Les patrons aussi concernés. On trouve des "dépendants affectifs" à tous les étages de la hiérarchie, même chez les patrons. Et pour cause, les "dépendants affectifs" ont toujours quelque chose à prouver, ce qui est souvent le cas des chefs d'entreprise. Le père de Michel a dirigé une entreprise pendant des années. "C'était un dingue du boulot, quelqu'un qui s'est monté tout seul, et qui n'a jamais voulu lâcher les rênes jusqu'à l'âge de 80 ans", raconte-t-il au micro d'Europe 1. "Il avait une espèce de passion totale qui le dévorait. Il avait des mots malencontreux, il pensait que sans lui, on n'y arriverait pas. Il y a eu des heurts assez conséquents."

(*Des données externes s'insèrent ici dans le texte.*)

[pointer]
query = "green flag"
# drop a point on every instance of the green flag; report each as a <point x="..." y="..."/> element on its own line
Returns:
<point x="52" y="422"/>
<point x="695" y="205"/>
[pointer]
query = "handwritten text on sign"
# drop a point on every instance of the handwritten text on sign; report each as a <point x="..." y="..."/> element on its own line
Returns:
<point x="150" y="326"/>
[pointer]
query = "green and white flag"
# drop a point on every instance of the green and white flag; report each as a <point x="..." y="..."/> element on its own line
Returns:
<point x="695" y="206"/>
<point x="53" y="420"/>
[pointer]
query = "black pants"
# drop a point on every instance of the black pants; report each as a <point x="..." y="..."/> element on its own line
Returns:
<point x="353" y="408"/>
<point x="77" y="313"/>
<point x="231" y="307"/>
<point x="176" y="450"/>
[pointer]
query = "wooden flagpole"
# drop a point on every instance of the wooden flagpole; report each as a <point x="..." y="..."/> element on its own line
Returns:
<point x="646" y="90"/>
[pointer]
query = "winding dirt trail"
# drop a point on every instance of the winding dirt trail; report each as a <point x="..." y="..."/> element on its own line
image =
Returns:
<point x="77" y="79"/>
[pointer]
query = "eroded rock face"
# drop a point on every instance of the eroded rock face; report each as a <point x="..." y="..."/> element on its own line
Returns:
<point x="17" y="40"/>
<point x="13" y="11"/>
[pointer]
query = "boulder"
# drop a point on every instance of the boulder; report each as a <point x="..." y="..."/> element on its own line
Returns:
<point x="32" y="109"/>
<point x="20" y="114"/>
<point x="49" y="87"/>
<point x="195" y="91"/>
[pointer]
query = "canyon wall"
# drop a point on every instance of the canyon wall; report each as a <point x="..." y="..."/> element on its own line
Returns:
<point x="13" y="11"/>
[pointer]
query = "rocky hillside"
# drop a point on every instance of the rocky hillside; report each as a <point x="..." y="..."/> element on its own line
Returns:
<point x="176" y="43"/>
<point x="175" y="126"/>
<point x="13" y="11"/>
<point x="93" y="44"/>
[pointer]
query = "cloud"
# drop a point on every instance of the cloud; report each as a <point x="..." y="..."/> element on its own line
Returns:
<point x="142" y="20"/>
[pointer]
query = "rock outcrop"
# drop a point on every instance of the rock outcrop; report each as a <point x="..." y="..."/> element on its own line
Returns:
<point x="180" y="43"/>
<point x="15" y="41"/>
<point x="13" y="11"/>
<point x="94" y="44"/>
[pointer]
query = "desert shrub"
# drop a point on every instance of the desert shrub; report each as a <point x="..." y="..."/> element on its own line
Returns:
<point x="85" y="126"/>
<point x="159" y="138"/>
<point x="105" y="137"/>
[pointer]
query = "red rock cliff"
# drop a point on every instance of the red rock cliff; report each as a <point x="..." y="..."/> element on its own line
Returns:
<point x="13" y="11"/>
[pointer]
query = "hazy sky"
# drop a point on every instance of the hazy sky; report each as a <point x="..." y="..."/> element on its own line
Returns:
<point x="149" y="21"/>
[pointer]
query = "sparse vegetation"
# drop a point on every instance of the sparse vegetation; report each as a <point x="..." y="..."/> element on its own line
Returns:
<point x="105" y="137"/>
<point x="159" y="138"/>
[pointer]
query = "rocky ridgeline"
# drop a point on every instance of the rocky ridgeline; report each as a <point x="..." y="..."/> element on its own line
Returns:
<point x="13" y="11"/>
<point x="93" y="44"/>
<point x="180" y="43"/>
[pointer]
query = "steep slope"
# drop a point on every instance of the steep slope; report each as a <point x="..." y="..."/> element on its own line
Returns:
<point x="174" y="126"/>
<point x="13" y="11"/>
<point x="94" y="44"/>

Les jeunes générations très en demande de retours. Pour ces personnes, le travail est une manière de se rassurer elles-mêmes. Cette inquiétude existe beaucoup chez les jeunes générations. "Les jeunes collaborateurs sont en demande permanente de 'feedback", de retours sur leur travail, de compliments ou de remarques. 'Comment tu m'as trouvé dans la réunion ?', "La présentation que j'ai faite, ça allait ?'", illustre Jérôme Ballarin, président de l'Observatoire de la qualité de vie au travail. Cette situation est parfois pénible à vivre pour les managers. "Ça prend de telles proportions que ça occupe parfois une bonne partie de leurs journées, surtout si leur équipe est jeune. C'est une génération que l'on peut appeler 'de l'enfant roi', et ils espèrent retrouver cela avec leurs managers", analyse le consultant.
Hélas, pour les "dépendants affectifs", aucun compliment ne peut les rassurer plus que quelques minutes, car l'angoisse est un puits sans fond. Toutefois, les managers se doivent de rester bienveillants avec ces salariés finalement très fragiles.